Brockton, MA(Zone 6a)

Scutler, My flower gardens get a little 'wild' this time of year, too. Preditors like 'wild'.
I started a thread in Wildlife a few weeks ago about my Argiope. She died last week.
There are a few pics in the thread, especially the posts of Sept. 2nd.
http://davesgarden.com/forums/t/641426/
Andy P

Noblesville, IN(Zone 5a)

Here is the picture of mine.

Thumbnail by makshi
Noblesville, IN(Zone 5a)

Andy,

Why did she die?

Brockton, MA(Zone 6a)

Makshi, I think that's the way it works. Her job was done.
Our entire area was sprayed for mosquitoes a few weeks ago, that may have hastened her death, too.
Andy P

The Villages, FL(Zone 9a)

I had an argiope in my front yard. She spun the most beautiful web, with what really looked like a ladder in the center. The "ladder" was much thicker web than the rest and appeared very white. My spider book says that it is called a "stabilamentum" and it serves to camouflage the young spider. Whatever it is, it is magnificent!! Karen

NE, KS(Zone 5b)

What an interesting thread, and about spiders! We call them ladder spiders. My Mom & I were discussing "mine" over the weekend... I have "encouraged" this one to stay to the back of the planter..

Thumbnail by AuntB
NE, KS(Zone 5b)

Lunch- same spider - different view

Thumbnail by AuntB
Brockton, MA(Zone 6a)

I miss mine. She only caught one 'good' bug that I know of.
Andy P

Thumbnail by Sarahskeeper
NE, KS(Zone 5b)

Awe, sorry, Andy. Now that's an all you can eat buffet table!

Brockton, MA(Zone 6a)

She didn't eat the wings. I saw them below the web the next day.
I just found an unknown smaller spider catching a large grasshopper, took some pics too. We'll see what they look like tonight.
Andy P

Chicago, IL(Zone 5b)

Is this the same spider? markings seem different.... (first time posting an image -- hope it works!)

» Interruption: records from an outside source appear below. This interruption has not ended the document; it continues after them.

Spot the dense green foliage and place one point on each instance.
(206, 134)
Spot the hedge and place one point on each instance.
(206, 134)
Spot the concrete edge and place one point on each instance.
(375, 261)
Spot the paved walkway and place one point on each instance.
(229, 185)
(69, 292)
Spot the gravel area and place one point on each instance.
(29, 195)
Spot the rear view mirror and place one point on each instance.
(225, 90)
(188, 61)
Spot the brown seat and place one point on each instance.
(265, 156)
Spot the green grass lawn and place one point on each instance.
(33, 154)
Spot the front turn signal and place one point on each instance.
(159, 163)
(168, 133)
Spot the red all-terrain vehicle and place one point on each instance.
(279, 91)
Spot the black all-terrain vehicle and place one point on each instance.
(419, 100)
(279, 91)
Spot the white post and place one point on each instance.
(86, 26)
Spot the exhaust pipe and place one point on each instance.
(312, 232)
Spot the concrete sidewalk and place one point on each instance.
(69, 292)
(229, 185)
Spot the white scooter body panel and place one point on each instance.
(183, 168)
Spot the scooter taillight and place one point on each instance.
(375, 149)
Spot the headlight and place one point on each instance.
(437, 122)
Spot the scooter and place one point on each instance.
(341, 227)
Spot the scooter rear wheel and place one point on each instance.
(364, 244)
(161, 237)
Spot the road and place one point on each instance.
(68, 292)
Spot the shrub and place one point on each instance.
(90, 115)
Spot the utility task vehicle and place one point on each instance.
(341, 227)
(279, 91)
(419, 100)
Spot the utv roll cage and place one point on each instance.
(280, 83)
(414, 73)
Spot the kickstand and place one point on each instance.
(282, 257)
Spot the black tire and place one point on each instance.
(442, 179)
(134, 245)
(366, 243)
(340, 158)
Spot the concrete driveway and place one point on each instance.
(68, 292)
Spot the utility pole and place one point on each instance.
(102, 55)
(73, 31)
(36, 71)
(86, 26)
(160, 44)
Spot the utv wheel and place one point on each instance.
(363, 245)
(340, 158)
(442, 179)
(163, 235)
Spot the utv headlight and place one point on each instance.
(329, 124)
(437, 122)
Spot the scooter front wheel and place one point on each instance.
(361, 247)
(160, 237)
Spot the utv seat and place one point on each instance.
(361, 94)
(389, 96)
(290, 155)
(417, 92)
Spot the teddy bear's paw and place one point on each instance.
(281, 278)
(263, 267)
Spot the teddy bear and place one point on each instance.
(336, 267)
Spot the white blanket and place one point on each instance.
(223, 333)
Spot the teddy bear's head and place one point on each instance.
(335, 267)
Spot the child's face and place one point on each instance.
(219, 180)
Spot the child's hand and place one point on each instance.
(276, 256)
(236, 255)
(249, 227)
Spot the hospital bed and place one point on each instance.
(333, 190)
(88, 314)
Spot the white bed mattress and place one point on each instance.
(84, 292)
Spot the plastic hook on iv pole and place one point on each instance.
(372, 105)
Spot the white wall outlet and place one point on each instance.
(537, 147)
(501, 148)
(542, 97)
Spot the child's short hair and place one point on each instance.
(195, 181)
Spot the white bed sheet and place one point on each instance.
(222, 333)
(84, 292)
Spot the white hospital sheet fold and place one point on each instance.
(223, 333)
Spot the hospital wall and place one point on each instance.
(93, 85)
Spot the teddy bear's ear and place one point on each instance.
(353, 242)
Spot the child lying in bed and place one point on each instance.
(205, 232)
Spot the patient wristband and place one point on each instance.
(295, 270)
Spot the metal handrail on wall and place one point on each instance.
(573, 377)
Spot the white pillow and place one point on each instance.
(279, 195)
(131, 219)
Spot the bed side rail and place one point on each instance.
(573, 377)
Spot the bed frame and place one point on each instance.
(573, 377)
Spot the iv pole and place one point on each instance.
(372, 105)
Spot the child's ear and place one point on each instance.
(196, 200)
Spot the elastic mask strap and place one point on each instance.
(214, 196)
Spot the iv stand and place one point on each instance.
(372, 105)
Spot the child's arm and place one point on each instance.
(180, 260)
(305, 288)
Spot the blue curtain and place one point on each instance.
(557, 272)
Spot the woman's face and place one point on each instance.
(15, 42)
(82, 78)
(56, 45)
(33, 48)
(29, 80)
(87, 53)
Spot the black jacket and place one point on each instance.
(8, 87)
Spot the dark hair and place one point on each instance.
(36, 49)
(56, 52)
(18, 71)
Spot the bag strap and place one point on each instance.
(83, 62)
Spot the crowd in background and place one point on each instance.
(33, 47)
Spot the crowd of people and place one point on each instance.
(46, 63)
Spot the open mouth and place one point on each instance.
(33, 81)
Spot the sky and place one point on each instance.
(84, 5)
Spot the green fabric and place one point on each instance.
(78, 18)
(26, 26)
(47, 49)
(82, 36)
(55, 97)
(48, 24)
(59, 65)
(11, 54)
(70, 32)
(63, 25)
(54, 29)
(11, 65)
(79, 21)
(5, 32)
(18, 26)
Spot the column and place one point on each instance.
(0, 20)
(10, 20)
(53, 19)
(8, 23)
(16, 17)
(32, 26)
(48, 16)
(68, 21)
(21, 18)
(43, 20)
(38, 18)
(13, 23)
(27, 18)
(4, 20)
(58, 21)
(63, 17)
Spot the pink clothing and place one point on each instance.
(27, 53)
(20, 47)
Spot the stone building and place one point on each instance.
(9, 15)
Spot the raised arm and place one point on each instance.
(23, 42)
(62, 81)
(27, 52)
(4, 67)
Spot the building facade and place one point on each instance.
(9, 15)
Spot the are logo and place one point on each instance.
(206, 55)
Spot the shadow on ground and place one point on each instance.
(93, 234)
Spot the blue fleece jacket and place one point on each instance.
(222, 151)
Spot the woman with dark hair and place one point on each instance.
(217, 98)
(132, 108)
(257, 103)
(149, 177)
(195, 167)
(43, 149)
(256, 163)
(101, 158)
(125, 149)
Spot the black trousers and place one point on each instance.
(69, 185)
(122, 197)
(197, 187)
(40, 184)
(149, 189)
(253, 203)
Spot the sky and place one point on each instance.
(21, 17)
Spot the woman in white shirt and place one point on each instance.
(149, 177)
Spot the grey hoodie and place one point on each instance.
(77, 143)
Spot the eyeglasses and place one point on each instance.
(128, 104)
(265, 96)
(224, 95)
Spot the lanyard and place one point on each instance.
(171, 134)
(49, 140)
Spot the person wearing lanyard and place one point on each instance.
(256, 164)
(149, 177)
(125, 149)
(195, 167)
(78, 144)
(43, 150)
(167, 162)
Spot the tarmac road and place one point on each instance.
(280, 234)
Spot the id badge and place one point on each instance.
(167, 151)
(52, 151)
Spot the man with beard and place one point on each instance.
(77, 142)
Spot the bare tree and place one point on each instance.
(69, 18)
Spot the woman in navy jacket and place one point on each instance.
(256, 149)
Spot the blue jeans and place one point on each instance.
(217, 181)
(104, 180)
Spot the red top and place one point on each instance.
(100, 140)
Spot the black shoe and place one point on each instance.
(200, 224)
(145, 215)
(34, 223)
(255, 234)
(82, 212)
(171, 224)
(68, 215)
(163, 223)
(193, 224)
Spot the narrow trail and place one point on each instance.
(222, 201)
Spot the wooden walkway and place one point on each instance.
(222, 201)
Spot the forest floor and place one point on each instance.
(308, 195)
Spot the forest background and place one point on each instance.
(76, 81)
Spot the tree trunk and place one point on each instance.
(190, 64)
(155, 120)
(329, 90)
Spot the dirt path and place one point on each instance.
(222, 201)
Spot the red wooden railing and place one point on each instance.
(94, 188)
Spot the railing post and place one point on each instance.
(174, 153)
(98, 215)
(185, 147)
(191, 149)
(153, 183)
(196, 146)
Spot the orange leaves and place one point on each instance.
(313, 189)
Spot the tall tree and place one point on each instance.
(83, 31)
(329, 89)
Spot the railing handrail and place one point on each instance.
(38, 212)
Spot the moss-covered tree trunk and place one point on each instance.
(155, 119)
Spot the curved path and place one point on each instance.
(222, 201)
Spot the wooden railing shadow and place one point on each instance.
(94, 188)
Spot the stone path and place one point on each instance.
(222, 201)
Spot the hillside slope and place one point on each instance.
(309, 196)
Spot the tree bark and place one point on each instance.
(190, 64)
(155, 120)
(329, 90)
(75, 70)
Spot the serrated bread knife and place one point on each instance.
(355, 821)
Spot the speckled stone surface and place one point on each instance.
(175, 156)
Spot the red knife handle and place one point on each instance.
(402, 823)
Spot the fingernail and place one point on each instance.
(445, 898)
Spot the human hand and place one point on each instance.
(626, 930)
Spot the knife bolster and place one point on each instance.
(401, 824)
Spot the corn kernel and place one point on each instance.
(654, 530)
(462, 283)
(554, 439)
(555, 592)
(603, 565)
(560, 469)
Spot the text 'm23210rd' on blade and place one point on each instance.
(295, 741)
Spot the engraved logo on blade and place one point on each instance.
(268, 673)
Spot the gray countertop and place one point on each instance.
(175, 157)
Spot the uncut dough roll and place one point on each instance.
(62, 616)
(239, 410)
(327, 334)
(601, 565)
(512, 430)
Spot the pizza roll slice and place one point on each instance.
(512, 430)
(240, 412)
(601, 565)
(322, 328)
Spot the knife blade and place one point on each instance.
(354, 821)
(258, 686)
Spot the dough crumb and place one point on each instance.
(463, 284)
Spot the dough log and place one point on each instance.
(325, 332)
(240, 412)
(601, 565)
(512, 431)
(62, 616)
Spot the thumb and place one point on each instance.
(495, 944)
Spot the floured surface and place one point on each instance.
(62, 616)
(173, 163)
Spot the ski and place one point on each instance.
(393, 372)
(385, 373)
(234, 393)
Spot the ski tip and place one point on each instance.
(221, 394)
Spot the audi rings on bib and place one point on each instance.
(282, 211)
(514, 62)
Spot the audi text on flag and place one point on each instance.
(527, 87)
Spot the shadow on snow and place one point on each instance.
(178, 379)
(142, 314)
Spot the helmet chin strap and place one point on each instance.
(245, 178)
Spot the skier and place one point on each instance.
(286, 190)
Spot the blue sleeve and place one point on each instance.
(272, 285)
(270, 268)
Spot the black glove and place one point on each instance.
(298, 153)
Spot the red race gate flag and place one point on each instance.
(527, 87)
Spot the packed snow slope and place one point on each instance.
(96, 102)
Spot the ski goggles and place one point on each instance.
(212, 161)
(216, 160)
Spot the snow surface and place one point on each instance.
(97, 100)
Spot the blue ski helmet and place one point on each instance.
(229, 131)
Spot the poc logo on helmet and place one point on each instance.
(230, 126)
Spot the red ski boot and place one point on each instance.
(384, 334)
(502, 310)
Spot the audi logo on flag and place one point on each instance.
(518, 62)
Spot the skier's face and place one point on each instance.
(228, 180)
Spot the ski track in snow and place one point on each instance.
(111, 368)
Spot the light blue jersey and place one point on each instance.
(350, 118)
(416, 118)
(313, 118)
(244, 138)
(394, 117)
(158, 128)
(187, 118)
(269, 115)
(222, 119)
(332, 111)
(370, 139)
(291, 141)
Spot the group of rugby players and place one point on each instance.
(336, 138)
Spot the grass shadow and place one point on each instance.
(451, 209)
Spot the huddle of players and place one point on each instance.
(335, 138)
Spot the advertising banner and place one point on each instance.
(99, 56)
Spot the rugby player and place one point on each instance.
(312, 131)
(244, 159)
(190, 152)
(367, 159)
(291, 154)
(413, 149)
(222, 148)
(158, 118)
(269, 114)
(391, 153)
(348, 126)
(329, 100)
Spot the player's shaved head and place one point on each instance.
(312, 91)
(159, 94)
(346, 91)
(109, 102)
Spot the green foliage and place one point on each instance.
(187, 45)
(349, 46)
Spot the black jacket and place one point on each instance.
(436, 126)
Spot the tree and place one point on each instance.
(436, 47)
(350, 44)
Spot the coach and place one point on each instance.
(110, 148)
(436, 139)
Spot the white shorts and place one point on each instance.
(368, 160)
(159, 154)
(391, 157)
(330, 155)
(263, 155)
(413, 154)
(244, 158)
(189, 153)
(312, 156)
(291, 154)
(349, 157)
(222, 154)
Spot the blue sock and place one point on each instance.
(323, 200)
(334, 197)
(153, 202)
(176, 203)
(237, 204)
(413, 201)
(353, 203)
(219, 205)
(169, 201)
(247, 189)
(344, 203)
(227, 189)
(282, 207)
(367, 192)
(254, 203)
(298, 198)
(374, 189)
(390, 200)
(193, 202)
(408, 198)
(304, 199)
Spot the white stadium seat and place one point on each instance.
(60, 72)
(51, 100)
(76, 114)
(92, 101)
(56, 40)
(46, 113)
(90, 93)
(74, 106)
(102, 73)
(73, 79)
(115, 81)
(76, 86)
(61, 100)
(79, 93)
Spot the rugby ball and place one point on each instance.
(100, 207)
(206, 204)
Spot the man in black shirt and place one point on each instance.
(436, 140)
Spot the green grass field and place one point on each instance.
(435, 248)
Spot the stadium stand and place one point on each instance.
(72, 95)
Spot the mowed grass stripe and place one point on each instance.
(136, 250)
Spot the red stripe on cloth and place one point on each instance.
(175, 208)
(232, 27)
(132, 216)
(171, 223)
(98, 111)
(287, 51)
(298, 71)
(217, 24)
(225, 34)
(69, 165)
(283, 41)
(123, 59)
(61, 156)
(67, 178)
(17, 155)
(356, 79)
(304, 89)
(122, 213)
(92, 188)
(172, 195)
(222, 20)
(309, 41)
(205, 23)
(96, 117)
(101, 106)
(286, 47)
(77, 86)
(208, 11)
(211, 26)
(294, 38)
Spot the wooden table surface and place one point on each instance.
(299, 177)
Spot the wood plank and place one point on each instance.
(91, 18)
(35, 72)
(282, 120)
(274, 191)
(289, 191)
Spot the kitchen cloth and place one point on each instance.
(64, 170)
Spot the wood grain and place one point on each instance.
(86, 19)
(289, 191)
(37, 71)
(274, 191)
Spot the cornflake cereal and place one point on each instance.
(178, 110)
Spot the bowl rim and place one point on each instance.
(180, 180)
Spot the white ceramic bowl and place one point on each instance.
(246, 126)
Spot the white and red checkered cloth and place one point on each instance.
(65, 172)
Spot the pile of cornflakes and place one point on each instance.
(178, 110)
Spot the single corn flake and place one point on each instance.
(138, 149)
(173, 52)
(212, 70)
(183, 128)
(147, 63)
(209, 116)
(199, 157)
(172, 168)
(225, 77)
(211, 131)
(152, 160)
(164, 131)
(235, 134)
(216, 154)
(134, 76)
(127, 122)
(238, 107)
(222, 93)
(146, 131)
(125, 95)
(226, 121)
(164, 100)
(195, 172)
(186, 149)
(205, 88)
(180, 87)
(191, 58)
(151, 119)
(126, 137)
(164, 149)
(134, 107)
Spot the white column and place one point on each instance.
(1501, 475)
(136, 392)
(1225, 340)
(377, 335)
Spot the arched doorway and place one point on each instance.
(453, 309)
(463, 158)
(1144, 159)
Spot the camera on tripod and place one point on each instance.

not sure why there's no image. Could it be too big a file? I'm working on it....

This message was edited Sep 18, 2006 12:01 PM

Thumbnail by wickerparker
Chicago, IL(Zone 5b)

trying again....

Thumbnail by wickerparker
Charleston, SC(Zone 9a)

I'm not a spider expert by any means, but I don't think so. The "abdomen" looks different. Based on the web, I'd say it is probably a type of argiope, just not the same type. Yours looks like the banded argiope: http://mamba.bio.uci.edu/~pjbryant/biodiv/spiders/Argiope%20trifasciata.htm

Chicago, IL(Zone 5b)

Thanks -- I'm sure you're right. I never thought I'd say this about a spider -- but I'm finding it kind of beautiful, and as it's living right outside our door, it's been fascinating (and convenient) to watch it do its thing.